“Pub. 1977. Spring. Noon. Emma is sitting at a corner table. Jerry approaches with drinks, a pint of bitter for him, a glass of wine for her. He sits. They smile, toast each other silently, drink. He sits back and looks at her. “
So begins “Betrayal“, one of the most celebrated works by the British playwright, written in 1978 and performed for the first time at the National Theatre in London in November of the same year, directed by Peter Hall.
From that first staging, Pinter’s work has had numerous theatrical productions, including a recent one by Michele Placido with Ambra Angiolini, Francesco Scianna and Francesco Biscione. And in 1983 there was also a film version directed by David Jones and starring Jeremy Irons, Ben Kingsley and Patricia Hodges.

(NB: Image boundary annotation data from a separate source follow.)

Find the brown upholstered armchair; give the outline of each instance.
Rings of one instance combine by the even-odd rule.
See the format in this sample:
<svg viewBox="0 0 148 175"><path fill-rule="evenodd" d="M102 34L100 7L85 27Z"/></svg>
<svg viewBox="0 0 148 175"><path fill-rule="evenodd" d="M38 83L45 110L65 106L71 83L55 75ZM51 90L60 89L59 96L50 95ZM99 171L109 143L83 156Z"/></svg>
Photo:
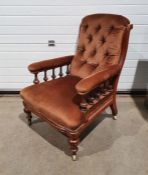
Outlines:
<svg viewBox="0 0 148 175"><path fill-rule="evenodd" d="M80 25L75 55L28 67L35 75L35 85L21 91L28 123L31 125L32 112L65 134L73 160L80 134L102 111L110 107L117 119L116 89L131 29L130 21L120 15L86 16ZM49 70L52 80L48 80ZM39 82L40 72L45 82Z"/></svg>

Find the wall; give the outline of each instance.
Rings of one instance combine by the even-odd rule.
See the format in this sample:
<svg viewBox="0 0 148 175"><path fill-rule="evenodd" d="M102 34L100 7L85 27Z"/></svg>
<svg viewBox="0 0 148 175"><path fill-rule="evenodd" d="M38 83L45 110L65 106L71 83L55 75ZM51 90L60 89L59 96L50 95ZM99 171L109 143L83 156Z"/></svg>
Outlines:
<svg viewBox="0 0 148 175"><path fill-rule="evenodd" d="M118 89L145 88L148 74L135 74L138 63L148 61L147 0L0 0L0 90L29 85L33 61L73 54L80 21L91 13L122 14L134 24ZM147 73L146 64L141 69Z"/></svg>

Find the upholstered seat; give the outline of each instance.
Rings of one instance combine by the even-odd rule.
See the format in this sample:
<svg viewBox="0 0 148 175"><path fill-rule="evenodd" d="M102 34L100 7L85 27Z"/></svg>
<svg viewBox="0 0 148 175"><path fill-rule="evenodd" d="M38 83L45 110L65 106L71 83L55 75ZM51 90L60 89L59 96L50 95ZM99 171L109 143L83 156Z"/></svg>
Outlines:
<svg viewBox="0 0 148 175"><path fill-rule="evenodd" d="M32 85L23 89L21 96L30 107L35 107L37 114L45 116L47 120L70 129L76 128L82 122L78 106L80 102L74 88L79 80L69 75Z"/></svg>
<svg viewBox="0 0 148 175"><path fill-rule="evenodd" d="M80 134L101 112L110 107L117 119L116 90L131 29L130 21L121 15L88 15L82 19L74 55L28 67L35 77L35 85L21 91L28 123L34 113L65 134L73 160ZM40 72L44 83L40 83Z"/></svg>

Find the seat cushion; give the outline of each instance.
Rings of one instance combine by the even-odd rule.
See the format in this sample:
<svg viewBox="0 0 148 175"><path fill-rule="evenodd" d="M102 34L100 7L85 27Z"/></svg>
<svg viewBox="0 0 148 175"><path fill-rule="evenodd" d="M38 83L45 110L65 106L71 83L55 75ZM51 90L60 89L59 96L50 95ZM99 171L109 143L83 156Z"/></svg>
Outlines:
<svg viewBox="0 0 148 175"><path fill-rule="evenodd" d="M37 114L64 127L77 128L81 122L80 96L75 90L80 78L68 75L24 88L24 102Z"/></svg>

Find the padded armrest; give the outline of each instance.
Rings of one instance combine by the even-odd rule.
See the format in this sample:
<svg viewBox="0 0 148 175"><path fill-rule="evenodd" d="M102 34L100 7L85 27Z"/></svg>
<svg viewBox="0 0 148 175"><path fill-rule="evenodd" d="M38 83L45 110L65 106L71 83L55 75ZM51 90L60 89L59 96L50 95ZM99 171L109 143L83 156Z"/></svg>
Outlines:
<svg viewBox="0 0 148 175"><path fill-rule="evenodd" d="M46 71L59 66L68 65L71 63L72 59L73 59L73 55L69 55L69 56L54 58L51 60L39 61L39 62L30 64L28 66L28 69L31 73Z"/></svg>
<svg viewBox="0 0 148 175"><path fill-rule="evenodd" d="M93 75L80 80L75 88L79 94L86 94L97 87L99 84L117 75L121 69L120 65L112 65Z"/></svg>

The story is set in London and Venice and begins at the end, in 1977, when the former lovers meet two years after their extramarital affair ended.
The story goes back in time with flashbacks that gradually lead us to the origin of their first meeting in 1968, to their first kiss that marked the start of this ménage à trois between Emma, married to Robert, and Jerry, her husband’s best friend.
So the situation is really much more complex. Pinter recounts not just an ordinary story of conjugal infidelity, but he takes us on a journey in memory from which, little by little, a world of appearances and falsehoods emerges.
The real deception is that of time. “Betrayal” – as the literary critic Dario Calimani wrote – “is the betrayal of memory that cancels and effaces memories. It is the betrayal of the past by the present; betrayal by time, which changes the meanings of things, of feelings, of people, and deludes people’s expectations, their hopes, their illusions. It is the betrayal of reason, which drives the individual to justify the use of a double standard for his own purposes. It is the betrayal of reality, in half-truths, half-lies …”
Said Pinter in an interview in New York: “It’s just a trick of memory. Memory is like that. It all starts from the last moment and rewinds backwards. Only that above it is the head or the brain or the logic or the habit of thinking. Putting it all in reverse, in ‘Betrayals’, I took memory literally, memory without logic, which is a stupid machine, like all machines,” said Pinter in an interview in New York.
Emma moves towards the door. Jerry grasps her arm. She stops still. They stand still, looking at each other.